Artificial Intelligence and the Challenge of False Positives in Lung CT Screening

In the rapidly evolving landscape of medical imaging, artificial intelligence (AI) has emerged as a transformative force, particularly in the detection of pulmonary nodules through computed tomography (CT) scans. Designed to enhance diagnostic accuracy and streamline radiological workflows, AI systems powered by deep learning algorithms have demonstrated impressive sensitivity—often exceeding 95%—in identifying potential lung lesions. However, despite these advancements, a persistent and significant challenge remains: the high rate of false positive pulmonary nodules (FPPNs). These erroneous detections not only burden radiologists with unnecessary follow-up assessments but also risk causing undue anxiety for patients and contributing to inefficient use of healthcare resources.

A recent study conducted by ZUO Lingzi and HUANG Yan from the Department of Radiology at Shenyang Dazhong Hospital sheds new light on this critical issue. Published in Chinese Medical Devices, their research investigates the distribution, characteristics, and underlying causes of false positive nodules mistakenly flagged by AI during routine lung CT screenings. By analyzing a cohort of 500 asymptomatic individuals undergoing preventive health exams, the team aimed to uncover patterns that could inform both clinical practice and future algorithmic improvements.

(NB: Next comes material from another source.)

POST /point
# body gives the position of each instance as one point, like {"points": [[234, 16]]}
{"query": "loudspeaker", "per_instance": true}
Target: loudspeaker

The study utilized a commercially available AI software developed by Yitu Technology, a leading Chinese artificial intelligence company known for its medical imaging solutions. All CT scans were acquired using a GE Optima CT670 128-slice spiral scanner with standardized protocols, including reconstruction at 1.25 mm slice thickness and dual-window settings for lung and soft tissue evaluation. After automated nodule detection, two experienced radiologists independently reviewed all flagged regions, reaching consensus on whether each finding represented a true or false positive. This human-in-the-loop validation ensured clinical relevance and minimized subjective bias in the final classification.

The results revealed a substantial burden of false positives. Out of 1,518 nodules detected by the AI system, only 740 were confirmed as true positives, leaving 778 classified as false alarms—an average of 1.6 false nodules per scan. This translates to a false positive rate of approximately 51.2%, underscoring the gap between high sensitivity and clinical precision. While such performance aligns with existing literature reporting false positive rates ranging from 4 to 22 per scan in various deep learning models, the consistency of elevated error rates across different populations suggests systemic limitations in current AI architectures.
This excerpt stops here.